I am trying to understand a proof that the ring-sum expansion of a binary function is unique. The proof is as follows.
Proof. By induction on the number of inputs $n$. For $n=1$, $f(x)=0$ or $f(x)=1$ or $f(x)=x$ or $f(x)=\bar{x}=1\bigoplus x$. For all it can be seen that the ring sum expansion is unique. Assume that for any arbitrary function of $n-1$ arguments, the RSE is unique.
Consider: $f(x_1, ..., x_{n})=g(x_2,...,x_n)\bigoplus x_1h(x_2,...,x_n)$. By induction both g and h have unique RSE's and therefore the RSE $g(x_2,...,x_n)\bigoplus xh(x2,...x_n)$ is also unique.
The only thing about this proof that I do not understand is where $f(x_1,...,x_n)=g(x_2,...,x_n)\bigoplus xh(x_2,...,x_n)$ came from. Could anyone shed some light on that for me? It could just be that its late and my brain is not working but I've been staring at it for a while now.
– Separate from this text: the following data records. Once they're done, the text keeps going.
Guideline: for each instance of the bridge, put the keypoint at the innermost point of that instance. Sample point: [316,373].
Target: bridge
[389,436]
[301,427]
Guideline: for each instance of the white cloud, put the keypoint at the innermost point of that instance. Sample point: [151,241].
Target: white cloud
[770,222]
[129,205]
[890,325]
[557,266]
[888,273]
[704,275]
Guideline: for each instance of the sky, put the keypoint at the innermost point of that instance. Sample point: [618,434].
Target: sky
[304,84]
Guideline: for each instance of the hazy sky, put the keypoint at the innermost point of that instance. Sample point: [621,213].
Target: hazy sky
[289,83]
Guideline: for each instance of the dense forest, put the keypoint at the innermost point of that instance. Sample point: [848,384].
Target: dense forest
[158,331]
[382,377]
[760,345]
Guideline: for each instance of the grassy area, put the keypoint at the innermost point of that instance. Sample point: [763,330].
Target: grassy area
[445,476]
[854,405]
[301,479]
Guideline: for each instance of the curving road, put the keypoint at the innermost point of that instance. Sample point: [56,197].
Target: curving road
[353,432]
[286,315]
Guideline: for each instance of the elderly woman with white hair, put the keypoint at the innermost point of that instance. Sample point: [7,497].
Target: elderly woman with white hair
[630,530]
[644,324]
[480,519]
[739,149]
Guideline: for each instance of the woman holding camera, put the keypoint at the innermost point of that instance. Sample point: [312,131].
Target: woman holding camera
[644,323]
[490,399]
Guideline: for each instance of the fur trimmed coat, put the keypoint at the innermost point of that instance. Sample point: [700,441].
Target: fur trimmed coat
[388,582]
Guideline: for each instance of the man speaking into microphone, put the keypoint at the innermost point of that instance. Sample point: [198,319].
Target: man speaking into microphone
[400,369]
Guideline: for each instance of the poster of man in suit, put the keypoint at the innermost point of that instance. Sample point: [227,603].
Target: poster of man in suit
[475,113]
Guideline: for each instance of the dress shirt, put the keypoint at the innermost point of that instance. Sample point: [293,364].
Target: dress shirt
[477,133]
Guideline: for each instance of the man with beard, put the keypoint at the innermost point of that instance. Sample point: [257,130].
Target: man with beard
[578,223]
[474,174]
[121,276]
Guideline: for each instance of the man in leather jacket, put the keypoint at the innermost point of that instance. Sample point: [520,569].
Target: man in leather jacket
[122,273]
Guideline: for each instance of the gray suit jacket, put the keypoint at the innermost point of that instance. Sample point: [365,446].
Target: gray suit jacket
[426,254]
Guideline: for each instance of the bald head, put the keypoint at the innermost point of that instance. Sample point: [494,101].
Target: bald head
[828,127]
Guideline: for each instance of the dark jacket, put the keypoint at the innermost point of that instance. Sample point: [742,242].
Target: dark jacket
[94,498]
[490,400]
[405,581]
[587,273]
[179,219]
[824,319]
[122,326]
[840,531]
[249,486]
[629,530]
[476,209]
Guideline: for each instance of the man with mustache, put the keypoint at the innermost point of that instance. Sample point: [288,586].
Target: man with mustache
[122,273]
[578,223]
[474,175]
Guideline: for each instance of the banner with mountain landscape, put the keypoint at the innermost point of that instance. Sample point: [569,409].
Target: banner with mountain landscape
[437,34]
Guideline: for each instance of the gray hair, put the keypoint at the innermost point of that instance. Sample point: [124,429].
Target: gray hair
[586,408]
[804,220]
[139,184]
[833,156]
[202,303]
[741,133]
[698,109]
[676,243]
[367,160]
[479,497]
If I understand your description of the RSE correctly, they seem to have done something like this:
Write out $f(x_1,\dots,x_n)$ in disjunctive normal form and collect separately the terms in $x_1$ and the terms in $\overline{x_1}$: you get an expression of the form $x_1f_+(x_2,\dots,x_n)\lor \overline{x_1}f_{-}(x_2,\dots,x_n)$. Now do your replacement to get $$\begin{align*} &x_1f_+(x_2,\dots,x_n)\bigoplus (1\bigoplus x_1)f_{-}(x_2,\dots,x_n) =\\ &x_1f_+(x_2,\dots,x_n)\bigoplus f_{-}(x_2,\dots,x_n) \bigoplus x_1f_{-}(x_2,\dots,x_n) =\\ &x_1\left(f_+(x_2,\dots,x_n)\bigoplus f_{-}(x_2,\dots,x_n)\right)\bigoplus f_{-}(x_2,\dots,x_n), \end{align*}$$ and let $g = f_{-}$ and $h = f_+ \bigoplus f_{-}$.